Letters to Evelyn

John Selman

Publisher: John Selman Pages: 261 Price: (hardcover) $19.00 ISBN: 9781737095231 Reviewed: July, 2024

Letters to Evelyn is an unsettling blend of supposed memoir and science fiction about a man’s struggles in the military and in love before he encounters an alien civilization.

The book’s first sections, prefaced by a poem and letter to an unrequited love named Evelyn, purport to describe the life of John Jackson Selman III. Selman wants to become a fighter pilot, like his father, although his efforts are hobbled by his stepmother’s attempts to kill him.
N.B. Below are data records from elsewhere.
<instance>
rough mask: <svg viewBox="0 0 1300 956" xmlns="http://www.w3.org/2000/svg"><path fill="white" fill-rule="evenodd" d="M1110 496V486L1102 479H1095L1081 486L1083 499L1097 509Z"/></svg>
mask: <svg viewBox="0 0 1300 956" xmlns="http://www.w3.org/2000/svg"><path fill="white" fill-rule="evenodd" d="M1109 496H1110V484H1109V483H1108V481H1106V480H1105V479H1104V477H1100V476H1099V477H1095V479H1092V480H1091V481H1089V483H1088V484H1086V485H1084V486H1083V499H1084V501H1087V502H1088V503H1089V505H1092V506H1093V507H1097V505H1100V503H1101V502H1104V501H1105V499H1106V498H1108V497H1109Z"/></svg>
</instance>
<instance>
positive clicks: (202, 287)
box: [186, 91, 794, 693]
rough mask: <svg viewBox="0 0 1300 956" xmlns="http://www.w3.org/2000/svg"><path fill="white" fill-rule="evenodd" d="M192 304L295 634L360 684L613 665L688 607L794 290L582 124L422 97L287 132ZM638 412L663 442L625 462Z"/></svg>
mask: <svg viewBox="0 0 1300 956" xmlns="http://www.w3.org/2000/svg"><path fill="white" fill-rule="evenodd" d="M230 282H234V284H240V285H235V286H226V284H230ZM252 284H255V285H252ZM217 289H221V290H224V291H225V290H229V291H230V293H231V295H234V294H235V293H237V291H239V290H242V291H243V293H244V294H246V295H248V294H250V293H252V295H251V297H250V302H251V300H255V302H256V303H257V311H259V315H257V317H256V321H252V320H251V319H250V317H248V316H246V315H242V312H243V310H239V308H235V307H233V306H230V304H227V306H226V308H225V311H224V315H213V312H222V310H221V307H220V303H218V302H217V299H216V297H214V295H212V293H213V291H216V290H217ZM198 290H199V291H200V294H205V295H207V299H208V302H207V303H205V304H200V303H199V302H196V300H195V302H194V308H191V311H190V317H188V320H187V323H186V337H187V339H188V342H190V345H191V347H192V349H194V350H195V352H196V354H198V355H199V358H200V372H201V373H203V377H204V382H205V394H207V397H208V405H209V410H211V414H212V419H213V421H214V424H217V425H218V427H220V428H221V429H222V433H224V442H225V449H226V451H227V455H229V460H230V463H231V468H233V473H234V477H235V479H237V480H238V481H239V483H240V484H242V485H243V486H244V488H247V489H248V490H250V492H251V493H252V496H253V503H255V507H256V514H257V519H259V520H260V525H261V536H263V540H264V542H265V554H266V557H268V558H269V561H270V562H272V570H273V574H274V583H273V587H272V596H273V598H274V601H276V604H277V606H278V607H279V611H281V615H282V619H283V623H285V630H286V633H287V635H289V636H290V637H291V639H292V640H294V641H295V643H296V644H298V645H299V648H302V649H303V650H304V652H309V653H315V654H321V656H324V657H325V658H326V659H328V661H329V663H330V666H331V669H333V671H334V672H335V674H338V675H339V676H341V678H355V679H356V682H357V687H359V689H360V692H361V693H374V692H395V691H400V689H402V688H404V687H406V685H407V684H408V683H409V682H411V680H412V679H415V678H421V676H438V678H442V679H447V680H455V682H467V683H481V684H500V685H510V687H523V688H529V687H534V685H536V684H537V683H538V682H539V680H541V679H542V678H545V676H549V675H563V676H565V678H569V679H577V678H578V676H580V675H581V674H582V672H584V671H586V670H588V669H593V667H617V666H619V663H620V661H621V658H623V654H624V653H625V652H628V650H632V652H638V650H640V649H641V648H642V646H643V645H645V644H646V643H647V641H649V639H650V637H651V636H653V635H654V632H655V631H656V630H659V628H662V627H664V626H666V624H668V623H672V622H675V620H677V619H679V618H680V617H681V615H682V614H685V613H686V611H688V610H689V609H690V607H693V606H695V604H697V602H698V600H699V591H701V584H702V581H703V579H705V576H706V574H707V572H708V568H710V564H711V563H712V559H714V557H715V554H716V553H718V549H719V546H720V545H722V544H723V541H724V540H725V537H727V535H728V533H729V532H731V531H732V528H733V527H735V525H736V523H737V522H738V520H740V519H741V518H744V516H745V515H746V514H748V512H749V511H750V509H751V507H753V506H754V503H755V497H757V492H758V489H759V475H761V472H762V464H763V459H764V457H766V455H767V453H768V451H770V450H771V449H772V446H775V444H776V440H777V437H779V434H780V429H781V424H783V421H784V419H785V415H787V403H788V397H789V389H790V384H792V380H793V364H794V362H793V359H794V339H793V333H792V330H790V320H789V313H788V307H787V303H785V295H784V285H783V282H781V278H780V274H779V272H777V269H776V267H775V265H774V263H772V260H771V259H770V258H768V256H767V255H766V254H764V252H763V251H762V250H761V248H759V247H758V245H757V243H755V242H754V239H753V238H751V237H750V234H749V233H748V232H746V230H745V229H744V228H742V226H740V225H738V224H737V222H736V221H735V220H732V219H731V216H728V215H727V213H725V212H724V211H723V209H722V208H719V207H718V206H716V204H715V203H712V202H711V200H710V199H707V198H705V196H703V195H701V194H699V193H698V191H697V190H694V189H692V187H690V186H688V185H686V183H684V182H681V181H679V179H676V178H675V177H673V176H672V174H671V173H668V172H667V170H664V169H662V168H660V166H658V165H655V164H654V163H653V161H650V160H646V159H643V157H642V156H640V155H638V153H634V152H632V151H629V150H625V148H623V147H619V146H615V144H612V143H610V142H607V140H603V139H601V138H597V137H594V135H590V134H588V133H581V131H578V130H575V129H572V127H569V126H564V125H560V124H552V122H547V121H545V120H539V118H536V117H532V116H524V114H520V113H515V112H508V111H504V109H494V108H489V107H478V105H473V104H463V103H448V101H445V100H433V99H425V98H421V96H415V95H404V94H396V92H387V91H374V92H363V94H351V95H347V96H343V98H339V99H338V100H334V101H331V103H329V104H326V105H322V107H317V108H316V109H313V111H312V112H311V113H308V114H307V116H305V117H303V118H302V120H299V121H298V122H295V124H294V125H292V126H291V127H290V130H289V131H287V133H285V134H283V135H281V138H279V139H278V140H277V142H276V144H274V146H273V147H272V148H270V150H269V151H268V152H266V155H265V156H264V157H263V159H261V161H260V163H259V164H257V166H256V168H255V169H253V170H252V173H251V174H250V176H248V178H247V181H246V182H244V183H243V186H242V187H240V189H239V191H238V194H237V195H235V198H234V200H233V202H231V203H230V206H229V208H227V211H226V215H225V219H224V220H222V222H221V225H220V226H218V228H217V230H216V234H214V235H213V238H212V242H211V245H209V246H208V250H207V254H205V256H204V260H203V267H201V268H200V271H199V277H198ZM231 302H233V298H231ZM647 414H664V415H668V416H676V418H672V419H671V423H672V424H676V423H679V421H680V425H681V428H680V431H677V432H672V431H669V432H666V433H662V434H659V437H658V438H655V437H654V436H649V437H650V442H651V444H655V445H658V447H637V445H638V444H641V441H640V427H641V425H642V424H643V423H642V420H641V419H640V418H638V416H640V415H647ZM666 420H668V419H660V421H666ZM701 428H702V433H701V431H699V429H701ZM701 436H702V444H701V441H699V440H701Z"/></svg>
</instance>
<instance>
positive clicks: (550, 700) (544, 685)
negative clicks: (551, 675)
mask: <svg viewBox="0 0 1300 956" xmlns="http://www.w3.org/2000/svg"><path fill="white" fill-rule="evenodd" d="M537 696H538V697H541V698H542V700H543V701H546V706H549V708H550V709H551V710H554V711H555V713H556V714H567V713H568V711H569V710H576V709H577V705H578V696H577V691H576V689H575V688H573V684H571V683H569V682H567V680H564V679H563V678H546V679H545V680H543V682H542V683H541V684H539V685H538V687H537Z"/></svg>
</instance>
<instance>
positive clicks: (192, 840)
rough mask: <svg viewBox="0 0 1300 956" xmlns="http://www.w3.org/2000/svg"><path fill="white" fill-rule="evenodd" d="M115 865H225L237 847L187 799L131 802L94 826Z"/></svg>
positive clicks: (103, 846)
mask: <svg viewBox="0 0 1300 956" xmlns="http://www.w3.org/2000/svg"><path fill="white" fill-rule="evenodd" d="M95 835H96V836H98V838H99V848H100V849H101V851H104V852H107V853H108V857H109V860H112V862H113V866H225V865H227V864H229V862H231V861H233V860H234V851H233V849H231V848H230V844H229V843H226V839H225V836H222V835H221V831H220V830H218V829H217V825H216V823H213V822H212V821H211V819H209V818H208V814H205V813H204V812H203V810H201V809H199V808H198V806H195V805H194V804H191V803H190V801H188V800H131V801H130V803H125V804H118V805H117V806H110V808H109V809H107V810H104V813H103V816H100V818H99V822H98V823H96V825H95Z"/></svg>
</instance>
Once in the military, John hallucinates for months due to narcotics slipped into his food. The story relates a speech to his shipmates and a lengthy conversation with his captain occurring in July 2000, in which Selman predicts the fall of the Twin Towers and the 2004 Indian Ocean tsunami, envisions a woman named Evelyn Tuskegee, and allows the captain to drink his blood. While Selman fails to pass flight school and struggles in the Navy, others question if he’s Jesus. After an unrequited attachment to a woman named Maria, Selman develops a similar fixation on Evelyn, a teaching assistant at a school he attends for an engineering degree.

Eventually, the two fall in love and marry. At their Maine home, they encounter an alien civilization and travel the Intergalactic Space Highway, where they visit another planet and listen to a long, ranting speech from Selman’s former colleague while their spaceship is trapped in a dinosaur’s vagina.

The book is wildly imaginative. However, the style is turgid and the diatribes grow wearisome as Selman lectures other characters on moral behavior, ending racism, and loving one’s fellow man. Even the scenes with realistic settings are full of perplexing events, as when Selman hallucinates a black cloth covering his face while flying a helicopter in flight school, a struggle his instructor apparently never notices. Once the narrative introduces extraterrestrials, coherency drops altogether.

Overall, this strange mashup of genres with a hero who exhibits symptoms of psychotic disorder and a narrative eschewing conventional qualities, like plot or point, is an extremely challenging read.

Also available in paperback and ebook.